Sembra innocente, questo racconto di come a Tailscale abbiano risolto un paio di bug grazie a comandi Unix open source sviluppati da Apple in supporto ai propri sistemi operativi.
I sottotesti invece offrono spaccati dell’ecosistema che restano regolarmente fuori dalle narrazioni ordinarie.
Apple sviluppa open source, per esempio, e non sotto forma di carta moschicida per sviluppatori o per spingere gli utenti verso i propri prodotti. È vero open source, a disposizione di tutte le persone di buona volontà, con funzioni di supporto o soluzione di problemi.
Tailscale è uno strumento davvero speciale per assicurare la connessione tra i propri apparecchi a prescindere dalla loro posizione fisica e logica. Il suo effetto è quasi magico; in più di una situazione mi ha aperto le porte del Mac mini di lavoro da aeroporti, giardinetti, mezzi pubblici, bed and breakfast in mezzo ai monti.

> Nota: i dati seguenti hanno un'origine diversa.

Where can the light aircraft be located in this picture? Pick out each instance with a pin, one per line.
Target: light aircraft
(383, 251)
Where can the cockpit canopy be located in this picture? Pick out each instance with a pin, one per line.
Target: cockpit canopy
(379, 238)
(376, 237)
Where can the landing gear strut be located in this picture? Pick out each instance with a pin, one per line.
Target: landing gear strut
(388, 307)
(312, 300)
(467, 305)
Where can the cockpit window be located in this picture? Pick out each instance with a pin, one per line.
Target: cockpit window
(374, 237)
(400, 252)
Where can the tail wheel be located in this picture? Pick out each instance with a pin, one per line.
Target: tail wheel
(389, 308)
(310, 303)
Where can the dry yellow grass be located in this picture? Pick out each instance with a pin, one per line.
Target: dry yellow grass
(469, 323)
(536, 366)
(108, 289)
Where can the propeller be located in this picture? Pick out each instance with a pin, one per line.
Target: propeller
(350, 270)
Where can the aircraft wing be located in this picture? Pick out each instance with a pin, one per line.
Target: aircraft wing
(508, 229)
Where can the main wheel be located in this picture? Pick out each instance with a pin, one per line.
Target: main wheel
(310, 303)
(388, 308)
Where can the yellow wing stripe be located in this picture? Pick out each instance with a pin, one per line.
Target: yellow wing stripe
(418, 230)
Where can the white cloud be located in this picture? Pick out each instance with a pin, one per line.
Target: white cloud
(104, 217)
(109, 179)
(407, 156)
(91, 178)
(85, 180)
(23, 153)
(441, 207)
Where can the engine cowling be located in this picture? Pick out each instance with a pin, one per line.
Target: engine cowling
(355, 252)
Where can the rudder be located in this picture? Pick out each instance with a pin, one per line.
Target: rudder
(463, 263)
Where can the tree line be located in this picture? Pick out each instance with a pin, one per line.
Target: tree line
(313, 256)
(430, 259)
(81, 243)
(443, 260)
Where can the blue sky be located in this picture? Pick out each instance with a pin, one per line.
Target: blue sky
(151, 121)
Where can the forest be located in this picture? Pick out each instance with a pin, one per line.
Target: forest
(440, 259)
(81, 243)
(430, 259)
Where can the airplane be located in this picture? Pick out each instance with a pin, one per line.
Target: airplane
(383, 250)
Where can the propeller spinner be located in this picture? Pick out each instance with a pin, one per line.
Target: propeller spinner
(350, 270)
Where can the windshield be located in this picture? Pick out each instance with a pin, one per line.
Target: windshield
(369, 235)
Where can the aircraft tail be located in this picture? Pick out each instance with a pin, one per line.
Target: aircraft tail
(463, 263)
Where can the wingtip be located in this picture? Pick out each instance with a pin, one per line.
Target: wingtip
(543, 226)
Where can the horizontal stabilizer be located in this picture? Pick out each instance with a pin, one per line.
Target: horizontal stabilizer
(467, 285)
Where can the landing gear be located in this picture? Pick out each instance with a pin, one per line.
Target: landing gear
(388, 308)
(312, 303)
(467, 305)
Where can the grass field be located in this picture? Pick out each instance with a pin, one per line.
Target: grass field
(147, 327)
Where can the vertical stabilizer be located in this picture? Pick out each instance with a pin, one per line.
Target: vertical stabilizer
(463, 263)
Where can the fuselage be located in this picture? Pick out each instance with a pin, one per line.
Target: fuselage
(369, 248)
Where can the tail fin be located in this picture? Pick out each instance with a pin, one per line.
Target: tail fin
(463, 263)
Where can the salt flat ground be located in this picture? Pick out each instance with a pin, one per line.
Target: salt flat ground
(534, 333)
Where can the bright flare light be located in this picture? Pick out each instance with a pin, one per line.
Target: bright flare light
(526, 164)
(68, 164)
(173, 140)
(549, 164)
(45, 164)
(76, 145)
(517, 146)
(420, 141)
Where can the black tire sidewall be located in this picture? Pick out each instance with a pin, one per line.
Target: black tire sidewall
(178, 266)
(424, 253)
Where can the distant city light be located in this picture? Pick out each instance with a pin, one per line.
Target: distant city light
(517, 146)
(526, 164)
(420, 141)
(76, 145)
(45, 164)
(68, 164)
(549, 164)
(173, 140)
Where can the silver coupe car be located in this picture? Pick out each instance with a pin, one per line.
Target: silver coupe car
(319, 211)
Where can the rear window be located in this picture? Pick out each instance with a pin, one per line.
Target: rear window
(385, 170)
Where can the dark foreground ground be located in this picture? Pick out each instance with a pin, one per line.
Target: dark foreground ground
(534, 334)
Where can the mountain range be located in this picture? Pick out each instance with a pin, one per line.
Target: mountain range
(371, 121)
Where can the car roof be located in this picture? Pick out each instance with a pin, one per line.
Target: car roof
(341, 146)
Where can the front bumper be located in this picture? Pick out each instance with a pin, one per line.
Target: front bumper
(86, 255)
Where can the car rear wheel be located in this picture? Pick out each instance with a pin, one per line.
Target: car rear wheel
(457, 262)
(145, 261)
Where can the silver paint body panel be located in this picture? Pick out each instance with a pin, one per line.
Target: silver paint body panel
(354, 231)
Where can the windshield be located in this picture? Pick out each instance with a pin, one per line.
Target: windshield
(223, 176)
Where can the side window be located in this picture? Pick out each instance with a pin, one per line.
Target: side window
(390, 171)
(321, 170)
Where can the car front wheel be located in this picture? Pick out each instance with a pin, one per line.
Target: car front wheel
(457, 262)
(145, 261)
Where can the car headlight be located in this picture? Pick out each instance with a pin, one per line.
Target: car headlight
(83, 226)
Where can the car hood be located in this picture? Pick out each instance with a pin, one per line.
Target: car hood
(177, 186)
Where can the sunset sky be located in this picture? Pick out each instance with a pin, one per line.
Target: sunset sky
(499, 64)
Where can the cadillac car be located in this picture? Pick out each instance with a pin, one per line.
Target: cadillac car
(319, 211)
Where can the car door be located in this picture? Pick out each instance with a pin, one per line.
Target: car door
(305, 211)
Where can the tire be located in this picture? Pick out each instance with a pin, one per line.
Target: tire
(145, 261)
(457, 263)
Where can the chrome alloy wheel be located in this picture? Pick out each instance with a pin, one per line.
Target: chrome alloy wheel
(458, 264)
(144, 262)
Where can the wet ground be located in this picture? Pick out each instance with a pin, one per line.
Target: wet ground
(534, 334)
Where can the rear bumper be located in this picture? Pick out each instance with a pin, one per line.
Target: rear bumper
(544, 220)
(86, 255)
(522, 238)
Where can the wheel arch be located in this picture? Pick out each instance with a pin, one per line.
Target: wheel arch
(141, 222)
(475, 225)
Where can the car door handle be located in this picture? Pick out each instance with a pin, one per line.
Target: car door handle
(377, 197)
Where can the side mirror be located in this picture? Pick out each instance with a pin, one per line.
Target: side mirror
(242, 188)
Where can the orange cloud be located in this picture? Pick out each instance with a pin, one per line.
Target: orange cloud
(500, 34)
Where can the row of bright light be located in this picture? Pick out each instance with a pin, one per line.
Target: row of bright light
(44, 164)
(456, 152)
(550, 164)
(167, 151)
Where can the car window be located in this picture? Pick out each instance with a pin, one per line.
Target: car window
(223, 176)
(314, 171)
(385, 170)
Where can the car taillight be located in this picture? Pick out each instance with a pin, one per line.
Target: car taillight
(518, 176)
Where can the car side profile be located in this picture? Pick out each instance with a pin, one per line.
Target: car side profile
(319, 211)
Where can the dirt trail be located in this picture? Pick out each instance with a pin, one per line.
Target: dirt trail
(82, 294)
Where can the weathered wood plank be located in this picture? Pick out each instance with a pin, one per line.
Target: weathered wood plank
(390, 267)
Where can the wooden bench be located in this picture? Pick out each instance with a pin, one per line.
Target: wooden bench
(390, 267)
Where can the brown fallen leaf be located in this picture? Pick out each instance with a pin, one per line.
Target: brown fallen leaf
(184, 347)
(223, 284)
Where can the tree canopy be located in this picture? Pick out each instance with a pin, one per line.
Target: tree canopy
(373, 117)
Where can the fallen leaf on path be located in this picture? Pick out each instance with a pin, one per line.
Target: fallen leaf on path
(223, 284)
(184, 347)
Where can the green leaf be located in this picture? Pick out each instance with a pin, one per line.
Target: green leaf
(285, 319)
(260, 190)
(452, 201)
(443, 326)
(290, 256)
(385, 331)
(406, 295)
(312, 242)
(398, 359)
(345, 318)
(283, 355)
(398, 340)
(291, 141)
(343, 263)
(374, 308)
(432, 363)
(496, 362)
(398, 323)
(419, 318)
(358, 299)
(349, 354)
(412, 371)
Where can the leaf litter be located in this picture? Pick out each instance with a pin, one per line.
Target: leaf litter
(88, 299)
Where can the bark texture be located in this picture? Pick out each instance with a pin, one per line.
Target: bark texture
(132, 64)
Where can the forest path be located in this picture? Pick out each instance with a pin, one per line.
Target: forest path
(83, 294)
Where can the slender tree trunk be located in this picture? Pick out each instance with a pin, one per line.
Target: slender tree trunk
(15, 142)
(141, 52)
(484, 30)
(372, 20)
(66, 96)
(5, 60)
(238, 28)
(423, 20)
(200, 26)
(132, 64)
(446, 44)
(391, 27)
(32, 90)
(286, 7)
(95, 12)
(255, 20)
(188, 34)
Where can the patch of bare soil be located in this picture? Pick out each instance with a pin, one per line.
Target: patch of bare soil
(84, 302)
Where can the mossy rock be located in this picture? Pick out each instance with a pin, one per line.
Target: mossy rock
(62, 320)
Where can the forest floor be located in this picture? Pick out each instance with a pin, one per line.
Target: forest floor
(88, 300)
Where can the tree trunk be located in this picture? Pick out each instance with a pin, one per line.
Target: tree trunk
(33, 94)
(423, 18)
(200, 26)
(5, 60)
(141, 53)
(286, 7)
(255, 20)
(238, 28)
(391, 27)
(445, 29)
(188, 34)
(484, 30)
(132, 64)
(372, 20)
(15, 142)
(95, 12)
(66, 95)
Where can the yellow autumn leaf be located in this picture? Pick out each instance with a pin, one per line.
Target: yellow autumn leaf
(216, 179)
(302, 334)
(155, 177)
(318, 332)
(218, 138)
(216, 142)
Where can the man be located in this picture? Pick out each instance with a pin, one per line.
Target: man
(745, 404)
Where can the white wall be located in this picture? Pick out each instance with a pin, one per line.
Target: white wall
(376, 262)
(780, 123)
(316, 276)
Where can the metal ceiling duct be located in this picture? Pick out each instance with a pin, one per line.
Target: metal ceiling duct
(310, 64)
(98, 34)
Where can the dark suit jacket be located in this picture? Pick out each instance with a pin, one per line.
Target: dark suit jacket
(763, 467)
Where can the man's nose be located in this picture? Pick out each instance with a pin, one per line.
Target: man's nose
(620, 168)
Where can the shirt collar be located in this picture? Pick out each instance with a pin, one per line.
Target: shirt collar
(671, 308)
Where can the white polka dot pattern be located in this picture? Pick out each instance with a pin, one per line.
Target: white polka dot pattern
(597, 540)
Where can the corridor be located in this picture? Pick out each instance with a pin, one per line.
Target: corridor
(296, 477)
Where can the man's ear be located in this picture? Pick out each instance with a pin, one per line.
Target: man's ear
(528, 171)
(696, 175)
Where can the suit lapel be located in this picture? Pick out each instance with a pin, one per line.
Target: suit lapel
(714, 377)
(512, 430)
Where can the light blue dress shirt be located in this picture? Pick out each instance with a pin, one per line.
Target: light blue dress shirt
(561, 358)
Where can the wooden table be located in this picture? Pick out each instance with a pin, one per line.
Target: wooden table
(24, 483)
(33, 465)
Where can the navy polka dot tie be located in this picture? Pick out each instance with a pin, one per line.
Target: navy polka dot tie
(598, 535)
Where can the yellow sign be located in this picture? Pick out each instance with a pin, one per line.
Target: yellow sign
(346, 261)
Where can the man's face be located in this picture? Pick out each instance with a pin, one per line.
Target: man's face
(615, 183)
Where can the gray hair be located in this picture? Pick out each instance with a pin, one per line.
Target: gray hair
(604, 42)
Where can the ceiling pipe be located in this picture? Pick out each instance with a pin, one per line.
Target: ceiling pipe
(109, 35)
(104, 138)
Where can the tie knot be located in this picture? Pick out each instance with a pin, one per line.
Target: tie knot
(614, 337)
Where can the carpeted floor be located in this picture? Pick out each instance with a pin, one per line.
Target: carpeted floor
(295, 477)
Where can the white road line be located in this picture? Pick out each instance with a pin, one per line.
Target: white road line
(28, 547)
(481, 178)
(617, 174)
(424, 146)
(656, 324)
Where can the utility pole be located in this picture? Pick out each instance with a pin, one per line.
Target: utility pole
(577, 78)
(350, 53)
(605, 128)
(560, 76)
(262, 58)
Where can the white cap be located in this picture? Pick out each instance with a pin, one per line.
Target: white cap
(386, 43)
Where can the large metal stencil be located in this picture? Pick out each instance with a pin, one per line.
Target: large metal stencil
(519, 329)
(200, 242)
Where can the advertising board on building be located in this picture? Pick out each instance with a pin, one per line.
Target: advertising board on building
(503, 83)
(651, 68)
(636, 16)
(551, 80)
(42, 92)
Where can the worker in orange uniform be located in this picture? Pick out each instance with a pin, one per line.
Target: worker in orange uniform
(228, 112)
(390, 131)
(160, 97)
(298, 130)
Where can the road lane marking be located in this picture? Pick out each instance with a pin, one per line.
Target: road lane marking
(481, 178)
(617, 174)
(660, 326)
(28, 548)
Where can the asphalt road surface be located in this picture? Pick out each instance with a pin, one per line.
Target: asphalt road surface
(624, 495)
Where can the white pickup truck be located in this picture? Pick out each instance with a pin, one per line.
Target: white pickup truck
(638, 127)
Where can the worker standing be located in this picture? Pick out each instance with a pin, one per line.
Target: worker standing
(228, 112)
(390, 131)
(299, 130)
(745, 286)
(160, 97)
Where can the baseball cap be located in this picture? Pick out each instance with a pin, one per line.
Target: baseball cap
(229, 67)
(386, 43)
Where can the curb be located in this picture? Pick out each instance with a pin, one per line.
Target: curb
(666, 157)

In modo elegante e gratis. Il servizio si mantiene attraverso clienti veri che lo utilizzano in architetture di rete di grandi dimensioni e complessità; non è neanche il software open source che si usa senza pagare e con un senso di colpa latente. Il modello di business esiste ed è evidente.
Tailscale è poi un’azienda, vera. Che non si fa problemi a usare software Apple, per risolvere problemi. Basta questo a fare giustizia di tante chiacchiere sulla chiusura, la conformità a un ipotetico standard di mercato, l’assioma che vuole l’impresa equipaggiata con sedicente software per imprese, al prezzo di conseguenze minacciose quanto misteriose e mai veramente chiarite.
Se poi venisse necessità di raggiungere un risultato con la propria rete, ifconfig
esiste davvero, è open source, è fatto apposta da Apple, espande la conoscenza. Se pare poco.